By Kim Longden
I’ve noticed that lessons for children in Bible curriculums oftentimes end with an exhortation for them to go and tell a friend about Jesus. This puts an image in my head of a five-year-old laying out an apologetic Gospel presentation to a friend, and makes me chuckle at the thought. When would that ever even happen? Ha!
But that thought, in turn, puts a picture in my head of me laying out said apologetic Gospel presentation to one of my friends … and humbly wondering, when has that ever happened? What started as a simple charge at the end of a children’s lesson becomes an overwhelming thought of how and when to “go and tell a friend about Jesus”—not only for the kids, but for me as well.
As I’ve pondered “telling a friend about Jesus” over the years, I’ve realized that maybe my vision of an apologetic Gospel presentation isn’t necessarily what these kids’ Bible lessons are referring to. I’ve noticed that we “tell about Jesus” in every day conversations in many different ways; maybe there is a more realistic place to start that doesn’t seem as overwhelming as my imaginary five-year-old theology professor.
So how does Jesus start showing up more often in our everyday conversations? Just like with many things, I think a good place to start is by practicing at home. The more we talk about the Gospel—good news!—of Jesus in our homes with those closest to us, the more Jesus becomes a natural part of our thoughts and speech patterns in areas of life outside of the home, as well.

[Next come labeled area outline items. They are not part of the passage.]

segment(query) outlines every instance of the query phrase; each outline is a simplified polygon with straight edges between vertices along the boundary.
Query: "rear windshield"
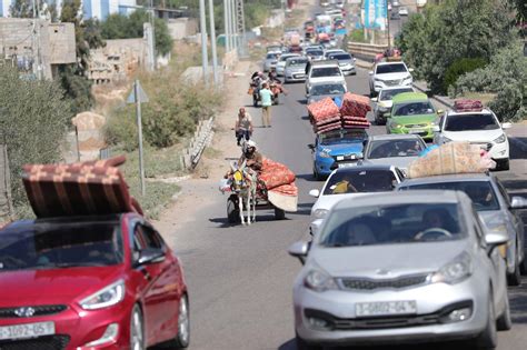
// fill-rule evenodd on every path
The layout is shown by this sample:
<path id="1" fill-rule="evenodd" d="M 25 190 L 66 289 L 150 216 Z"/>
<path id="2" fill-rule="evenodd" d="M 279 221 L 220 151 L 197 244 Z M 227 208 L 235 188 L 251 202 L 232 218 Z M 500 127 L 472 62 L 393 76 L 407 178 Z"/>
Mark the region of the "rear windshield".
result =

One easy place to start is noticing and talking about God’s goodness in nature. When opening the blinds in the morning and the glorious sun streams in, we say, “What a beautiful day God has given us!” Or when an anticipated heavy rainstorm breaks forth finally after a dry spell, we thank God for this gift that only the Almighty can provide—sometimes we even give thanks by running out into the downpour and enjoying it! We commend God’s artistry on a beautiful sunset, or marvel out loud at the Creative Majesty while gazing at the stars. Nature already stirs in our hearts praise for our Creator, and practicing praising God out loud at home with our families helps doing so become more natural in when we’re around others.
Another way to practice “telling about Jesus” is sharing stories with each other of when we’ve seen God’s presence in our lives. Big or small, we can be on the lookout for ways God is working and share them with around the dinner table or driving in the car.

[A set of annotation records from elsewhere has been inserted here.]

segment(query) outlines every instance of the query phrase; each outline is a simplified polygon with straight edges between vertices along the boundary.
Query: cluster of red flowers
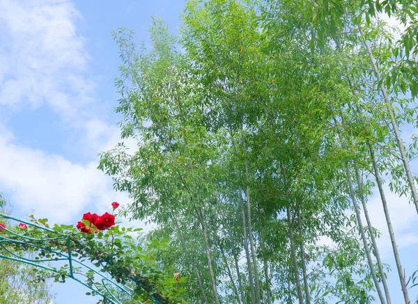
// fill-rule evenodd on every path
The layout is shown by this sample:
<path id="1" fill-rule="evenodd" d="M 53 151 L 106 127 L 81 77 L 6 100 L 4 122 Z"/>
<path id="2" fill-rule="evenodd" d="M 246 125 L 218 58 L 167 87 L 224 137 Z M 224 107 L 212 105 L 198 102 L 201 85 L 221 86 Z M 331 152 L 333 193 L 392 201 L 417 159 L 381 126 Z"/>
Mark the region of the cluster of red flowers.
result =
<path id="1" fill-rule="evenodd" d="M 114 210 L 119 207 L 119 204 L 116 202 L 114 202 L 111 203 L 111 206 Z M 87 234 L 90 233 L 91 231 L 93 233 L 97 232 L 95 229 L 91 229 L 92 225 L 95 226 L 98 230 L 104 230 L 115 225 L 115 216 L 108 212 L 104 213 L 104 214 L 102 216 L 87 212 L 86 214 L 83 214 L 83 220 L 88 221 L 90 225 L 86 225 L 82 221 L 79 221 L 76 227 L 82 232 Z"/>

I’m reminded of a time when my young son accidentally got too close to a bird’s nest. The young birds inside were close to fledging, but hadn’t left the nest yet. His presence startled them, and they all haphazardly flew out of the nest with squawking and commotion while the momma bird tried to round them back up. We watched the scene helplessly and felt terrible because we knew the mom wouldn’t be able to get the babies back in the nest and there was nothing we could do to help.

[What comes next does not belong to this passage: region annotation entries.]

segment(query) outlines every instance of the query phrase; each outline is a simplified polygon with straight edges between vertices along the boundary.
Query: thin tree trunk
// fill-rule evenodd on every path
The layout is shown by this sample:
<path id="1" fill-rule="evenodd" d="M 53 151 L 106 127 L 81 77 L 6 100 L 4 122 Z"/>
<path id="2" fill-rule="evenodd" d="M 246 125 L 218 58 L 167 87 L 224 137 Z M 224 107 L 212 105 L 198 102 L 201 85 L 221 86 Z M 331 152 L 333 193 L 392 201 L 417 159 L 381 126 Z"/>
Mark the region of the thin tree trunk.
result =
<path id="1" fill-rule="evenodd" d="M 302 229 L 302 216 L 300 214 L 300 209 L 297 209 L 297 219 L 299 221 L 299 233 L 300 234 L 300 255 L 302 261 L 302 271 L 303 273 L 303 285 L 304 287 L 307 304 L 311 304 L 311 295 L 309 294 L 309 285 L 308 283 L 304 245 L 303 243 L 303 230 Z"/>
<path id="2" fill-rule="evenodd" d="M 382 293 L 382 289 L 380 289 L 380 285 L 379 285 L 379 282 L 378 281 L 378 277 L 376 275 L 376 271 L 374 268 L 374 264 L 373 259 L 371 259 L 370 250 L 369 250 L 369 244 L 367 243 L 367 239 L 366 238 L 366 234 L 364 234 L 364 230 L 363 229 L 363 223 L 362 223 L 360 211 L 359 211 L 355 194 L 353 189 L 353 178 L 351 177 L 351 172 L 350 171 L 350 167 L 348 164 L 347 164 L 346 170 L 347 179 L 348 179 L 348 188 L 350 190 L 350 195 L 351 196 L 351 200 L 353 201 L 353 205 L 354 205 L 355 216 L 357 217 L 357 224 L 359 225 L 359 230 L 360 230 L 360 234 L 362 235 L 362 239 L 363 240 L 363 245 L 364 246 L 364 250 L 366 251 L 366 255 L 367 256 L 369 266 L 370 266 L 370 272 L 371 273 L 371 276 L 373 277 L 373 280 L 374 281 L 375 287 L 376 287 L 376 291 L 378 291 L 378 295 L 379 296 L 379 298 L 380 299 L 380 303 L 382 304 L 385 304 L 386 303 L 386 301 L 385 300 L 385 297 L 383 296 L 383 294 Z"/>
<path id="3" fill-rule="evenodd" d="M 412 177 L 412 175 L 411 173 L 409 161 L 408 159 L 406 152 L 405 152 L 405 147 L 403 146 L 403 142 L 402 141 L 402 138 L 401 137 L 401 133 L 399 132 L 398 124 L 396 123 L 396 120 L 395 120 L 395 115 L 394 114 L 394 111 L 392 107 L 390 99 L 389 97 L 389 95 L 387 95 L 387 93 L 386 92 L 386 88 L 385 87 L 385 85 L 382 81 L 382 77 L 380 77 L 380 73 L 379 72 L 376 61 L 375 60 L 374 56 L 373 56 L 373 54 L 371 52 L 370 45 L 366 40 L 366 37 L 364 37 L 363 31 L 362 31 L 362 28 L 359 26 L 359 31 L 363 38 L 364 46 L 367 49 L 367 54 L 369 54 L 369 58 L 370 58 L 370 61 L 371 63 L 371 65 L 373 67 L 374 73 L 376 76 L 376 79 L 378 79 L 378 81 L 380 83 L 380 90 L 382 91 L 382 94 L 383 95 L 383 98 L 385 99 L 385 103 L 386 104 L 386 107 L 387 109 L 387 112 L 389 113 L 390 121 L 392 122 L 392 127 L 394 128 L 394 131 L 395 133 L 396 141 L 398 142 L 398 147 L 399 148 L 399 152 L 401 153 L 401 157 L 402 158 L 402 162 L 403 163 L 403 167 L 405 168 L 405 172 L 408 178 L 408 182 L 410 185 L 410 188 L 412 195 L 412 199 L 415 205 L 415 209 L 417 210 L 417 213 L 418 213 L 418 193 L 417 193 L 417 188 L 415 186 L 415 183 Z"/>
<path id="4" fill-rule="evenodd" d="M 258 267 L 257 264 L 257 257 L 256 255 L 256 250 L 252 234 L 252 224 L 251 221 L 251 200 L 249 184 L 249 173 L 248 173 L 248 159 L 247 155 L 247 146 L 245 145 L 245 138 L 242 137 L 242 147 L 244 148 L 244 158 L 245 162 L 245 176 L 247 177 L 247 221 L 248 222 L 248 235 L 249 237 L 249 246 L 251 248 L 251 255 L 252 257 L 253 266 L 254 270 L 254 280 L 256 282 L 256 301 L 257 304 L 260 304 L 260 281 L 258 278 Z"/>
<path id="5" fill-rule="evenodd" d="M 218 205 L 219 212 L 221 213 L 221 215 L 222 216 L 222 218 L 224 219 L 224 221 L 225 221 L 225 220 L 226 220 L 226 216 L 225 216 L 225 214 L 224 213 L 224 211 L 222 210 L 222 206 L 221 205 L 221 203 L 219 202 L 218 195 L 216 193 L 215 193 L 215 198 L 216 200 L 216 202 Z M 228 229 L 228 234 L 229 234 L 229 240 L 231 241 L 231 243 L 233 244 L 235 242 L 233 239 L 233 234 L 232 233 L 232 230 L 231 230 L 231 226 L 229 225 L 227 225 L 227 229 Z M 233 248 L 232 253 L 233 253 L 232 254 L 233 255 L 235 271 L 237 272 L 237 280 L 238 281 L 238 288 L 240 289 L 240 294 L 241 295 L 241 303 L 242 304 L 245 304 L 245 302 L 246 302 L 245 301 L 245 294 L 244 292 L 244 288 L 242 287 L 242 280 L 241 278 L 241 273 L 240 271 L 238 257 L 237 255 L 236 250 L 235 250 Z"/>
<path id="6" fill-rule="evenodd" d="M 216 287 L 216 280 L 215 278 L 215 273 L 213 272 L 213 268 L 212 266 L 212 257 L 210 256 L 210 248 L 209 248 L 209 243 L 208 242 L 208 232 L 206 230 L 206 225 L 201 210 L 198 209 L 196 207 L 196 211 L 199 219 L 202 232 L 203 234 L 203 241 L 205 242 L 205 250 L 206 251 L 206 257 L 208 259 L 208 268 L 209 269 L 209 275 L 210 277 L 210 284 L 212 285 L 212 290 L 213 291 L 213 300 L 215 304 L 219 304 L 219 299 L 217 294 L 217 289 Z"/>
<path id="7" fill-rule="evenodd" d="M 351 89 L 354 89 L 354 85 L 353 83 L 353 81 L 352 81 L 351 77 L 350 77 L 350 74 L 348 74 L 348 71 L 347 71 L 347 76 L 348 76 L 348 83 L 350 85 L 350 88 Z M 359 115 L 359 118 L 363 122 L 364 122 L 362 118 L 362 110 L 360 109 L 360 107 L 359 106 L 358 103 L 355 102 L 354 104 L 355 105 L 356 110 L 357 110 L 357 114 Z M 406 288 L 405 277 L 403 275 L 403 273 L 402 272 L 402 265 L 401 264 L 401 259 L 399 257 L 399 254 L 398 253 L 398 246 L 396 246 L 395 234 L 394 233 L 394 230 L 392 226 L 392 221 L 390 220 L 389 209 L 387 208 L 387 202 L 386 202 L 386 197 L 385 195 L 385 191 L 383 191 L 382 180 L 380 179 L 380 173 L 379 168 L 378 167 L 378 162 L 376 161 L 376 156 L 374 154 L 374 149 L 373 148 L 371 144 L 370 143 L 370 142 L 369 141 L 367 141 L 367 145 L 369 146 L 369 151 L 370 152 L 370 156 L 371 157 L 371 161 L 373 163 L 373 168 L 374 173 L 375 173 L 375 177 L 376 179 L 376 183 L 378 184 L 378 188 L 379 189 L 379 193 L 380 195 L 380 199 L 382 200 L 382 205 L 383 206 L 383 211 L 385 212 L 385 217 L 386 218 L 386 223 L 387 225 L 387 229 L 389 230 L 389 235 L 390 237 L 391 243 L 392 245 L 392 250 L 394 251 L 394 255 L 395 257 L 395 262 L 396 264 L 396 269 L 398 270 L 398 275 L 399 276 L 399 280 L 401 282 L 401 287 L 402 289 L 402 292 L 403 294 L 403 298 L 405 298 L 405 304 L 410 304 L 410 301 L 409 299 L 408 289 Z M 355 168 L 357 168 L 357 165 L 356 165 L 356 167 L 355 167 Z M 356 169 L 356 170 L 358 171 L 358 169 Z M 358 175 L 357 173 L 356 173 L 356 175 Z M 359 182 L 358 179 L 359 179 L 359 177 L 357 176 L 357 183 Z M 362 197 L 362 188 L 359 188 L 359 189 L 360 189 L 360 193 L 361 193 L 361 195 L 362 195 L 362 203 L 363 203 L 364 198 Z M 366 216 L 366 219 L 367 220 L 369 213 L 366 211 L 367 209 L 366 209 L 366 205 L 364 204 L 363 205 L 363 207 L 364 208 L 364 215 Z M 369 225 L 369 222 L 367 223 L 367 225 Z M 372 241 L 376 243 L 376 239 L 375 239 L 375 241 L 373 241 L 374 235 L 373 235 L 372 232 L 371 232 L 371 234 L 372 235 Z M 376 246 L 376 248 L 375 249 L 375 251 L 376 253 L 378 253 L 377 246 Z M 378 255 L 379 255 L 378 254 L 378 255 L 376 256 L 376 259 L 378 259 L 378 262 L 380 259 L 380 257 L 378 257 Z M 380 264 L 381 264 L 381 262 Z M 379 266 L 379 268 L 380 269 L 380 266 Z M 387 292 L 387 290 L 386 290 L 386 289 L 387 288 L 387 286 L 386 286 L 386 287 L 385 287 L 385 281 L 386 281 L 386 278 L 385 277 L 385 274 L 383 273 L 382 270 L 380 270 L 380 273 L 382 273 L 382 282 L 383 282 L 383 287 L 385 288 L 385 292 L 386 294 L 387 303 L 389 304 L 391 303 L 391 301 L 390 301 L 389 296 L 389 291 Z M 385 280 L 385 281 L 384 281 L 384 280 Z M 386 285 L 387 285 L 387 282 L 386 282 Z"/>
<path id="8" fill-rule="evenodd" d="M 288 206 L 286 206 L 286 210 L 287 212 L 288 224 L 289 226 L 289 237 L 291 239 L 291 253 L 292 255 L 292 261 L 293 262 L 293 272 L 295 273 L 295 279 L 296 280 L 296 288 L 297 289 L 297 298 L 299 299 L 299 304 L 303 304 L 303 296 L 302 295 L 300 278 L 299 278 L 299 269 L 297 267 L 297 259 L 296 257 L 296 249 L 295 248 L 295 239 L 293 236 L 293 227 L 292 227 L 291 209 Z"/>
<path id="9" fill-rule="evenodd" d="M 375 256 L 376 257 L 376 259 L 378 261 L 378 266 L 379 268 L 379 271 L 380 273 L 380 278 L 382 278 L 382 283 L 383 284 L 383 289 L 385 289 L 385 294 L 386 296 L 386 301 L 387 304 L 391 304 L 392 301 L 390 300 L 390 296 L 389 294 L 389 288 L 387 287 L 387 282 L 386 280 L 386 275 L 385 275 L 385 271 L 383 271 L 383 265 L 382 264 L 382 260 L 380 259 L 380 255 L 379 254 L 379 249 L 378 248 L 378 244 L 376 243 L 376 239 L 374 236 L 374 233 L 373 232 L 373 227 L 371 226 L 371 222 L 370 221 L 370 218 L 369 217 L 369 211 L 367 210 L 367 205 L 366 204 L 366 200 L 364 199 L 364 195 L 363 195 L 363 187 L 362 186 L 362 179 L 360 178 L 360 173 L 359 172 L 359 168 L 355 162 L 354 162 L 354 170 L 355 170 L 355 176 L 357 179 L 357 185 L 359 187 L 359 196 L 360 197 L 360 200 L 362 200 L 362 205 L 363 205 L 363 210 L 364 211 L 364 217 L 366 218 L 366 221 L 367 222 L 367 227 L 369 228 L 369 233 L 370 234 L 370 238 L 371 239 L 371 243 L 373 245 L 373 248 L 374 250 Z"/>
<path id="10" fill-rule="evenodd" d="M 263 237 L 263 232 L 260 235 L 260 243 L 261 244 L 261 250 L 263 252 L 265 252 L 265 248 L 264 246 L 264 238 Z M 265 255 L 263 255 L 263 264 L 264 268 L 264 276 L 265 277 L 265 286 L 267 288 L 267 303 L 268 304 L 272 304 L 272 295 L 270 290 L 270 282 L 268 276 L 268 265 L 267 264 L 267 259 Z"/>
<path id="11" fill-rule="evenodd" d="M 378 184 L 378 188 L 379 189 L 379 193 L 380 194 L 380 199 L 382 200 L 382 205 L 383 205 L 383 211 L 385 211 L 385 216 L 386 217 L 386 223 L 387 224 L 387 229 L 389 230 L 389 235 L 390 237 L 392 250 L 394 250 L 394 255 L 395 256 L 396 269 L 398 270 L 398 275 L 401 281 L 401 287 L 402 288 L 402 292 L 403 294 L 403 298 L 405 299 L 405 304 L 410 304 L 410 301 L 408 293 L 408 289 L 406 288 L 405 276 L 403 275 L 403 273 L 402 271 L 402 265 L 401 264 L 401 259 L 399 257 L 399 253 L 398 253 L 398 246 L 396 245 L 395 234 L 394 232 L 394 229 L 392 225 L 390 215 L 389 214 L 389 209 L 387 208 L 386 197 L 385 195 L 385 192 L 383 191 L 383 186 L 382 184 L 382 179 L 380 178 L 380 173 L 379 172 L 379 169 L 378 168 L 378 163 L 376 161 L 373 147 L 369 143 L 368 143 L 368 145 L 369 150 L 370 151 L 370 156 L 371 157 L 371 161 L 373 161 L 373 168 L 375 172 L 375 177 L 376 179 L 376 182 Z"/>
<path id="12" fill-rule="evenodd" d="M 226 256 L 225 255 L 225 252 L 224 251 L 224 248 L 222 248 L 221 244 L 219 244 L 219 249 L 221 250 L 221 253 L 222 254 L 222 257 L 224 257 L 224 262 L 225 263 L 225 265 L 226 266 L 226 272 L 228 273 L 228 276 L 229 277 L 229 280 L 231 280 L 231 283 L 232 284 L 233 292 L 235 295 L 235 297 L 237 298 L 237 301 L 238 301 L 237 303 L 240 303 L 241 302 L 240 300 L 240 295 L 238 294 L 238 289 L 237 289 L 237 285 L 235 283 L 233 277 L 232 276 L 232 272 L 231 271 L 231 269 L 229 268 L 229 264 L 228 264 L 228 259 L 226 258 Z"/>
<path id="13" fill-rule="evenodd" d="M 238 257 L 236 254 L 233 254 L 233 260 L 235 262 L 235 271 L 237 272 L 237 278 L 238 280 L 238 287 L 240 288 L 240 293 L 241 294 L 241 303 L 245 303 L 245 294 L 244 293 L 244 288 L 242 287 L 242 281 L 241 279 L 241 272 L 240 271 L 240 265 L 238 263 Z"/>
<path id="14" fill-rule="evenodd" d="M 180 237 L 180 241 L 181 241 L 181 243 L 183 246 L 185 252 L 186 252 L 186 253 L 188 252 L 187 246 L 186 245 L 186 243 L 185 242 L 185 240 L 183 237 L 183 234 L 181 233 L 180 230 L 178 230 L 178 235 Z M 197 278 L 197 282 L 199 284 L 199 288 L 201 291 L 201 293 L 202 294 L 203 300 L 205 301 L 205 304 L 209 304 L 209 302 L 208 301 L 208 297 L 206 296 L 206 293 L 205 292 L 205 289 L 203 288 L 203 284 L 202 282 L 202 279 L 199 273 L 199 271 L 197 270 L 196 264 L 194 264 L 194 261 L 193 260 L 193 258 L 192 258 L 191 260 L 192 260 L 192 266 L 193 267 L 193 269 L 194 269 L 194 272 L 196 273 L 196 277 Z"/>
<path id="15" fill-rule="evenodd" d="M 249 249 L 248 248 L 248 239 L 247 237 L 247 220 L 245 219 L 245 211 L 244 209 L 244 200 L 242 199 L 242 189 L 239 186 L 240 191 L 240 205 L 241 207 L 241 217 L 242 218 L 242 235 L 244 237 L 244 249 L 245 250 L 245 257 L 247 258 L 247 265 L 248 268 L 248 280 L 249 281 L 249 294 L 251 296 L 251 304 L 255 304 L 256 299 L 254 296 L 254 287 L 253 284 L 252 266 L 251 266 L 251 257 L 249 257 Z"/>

It was evening, so we prayed that the babies would be safe overnight and that their wings would strengthen enough to be able to fly so they would not be so vulnerable. The next morning when we looked out, we saw the mom with her little babies all huddled by our deck like they were waiting for something. As soon as we saw them, the momma started hopping around in the grass looking for food and the babies flew up into low branches of the pine tree.
We started laughing and clapping! The fledglings had made it through the night and could fly a little higher! Our prayer had been answered! God not only answered our prayer, but gave my son, who felt terrible, the gift of knowing that the babies were OK. We thanked God for this grace, and we retell this story often around our dinner table.
These are the stories about Jesus I could envision a little child sharing with a friend more than that well-laid-out Gospel presentation, because this IS good news to a little child! That big God we talk about at church is also a God who cares about me personally. Jesus cares about me enough to show my young son that the baby birdies were OK. Telling these stories over and over at home weaves them into our lives, and makes it more natural to share them with others as God provides opportunities.
As adults we can also practice noticing and then sharing stories at home of the good news of Jesus working in the details of our lives. I’m reminded of another time when we had unexpected company for lunch and, at the first glance of my cupboards, my situation seemed much like Old Mother Hubbard’s. While I was contemplating what we’d eat, I remembered that a church friend had just given us some delicious bakery bread and I was able to pull together a pretty hearty cold cut sandwich lunch. Like with the loaves and fishes, we had plenty to eat!
My kids are used to me saying “That’s how God do!” in moments like this when I realize that details were already being worked out before I even knew that a need was going to exist. When we see that God has miraculously provided for a need—big or small—or when Jesus brings us comfort in a trying situation, we can share this with each other in the home; which makes sharing it become more natural in our conversations outside of the home, too.
Talking about these things at home not only encourages us as a family, but it puts these stories on the forefront of our thoughts so that they’re on our lips when we’re interacting with people out and about. Maybe the entry way to a fuller Gospel presentation is not a five-year-old with a theological PowerPoint presentation. Maybe telling a friend about Jesus doesn’t mean reciting the Nicene Creed or covering the Treatise on the Power and Primacy of the Pope.
Maybe, just maybe, what my kids and my neighbor and the guy down the street all need to hear first is that Jesus is active and present in the details in my life, and He cares about the details in their lives, too. Maybe that’s what it means to “go and tell a friend about Jesus.”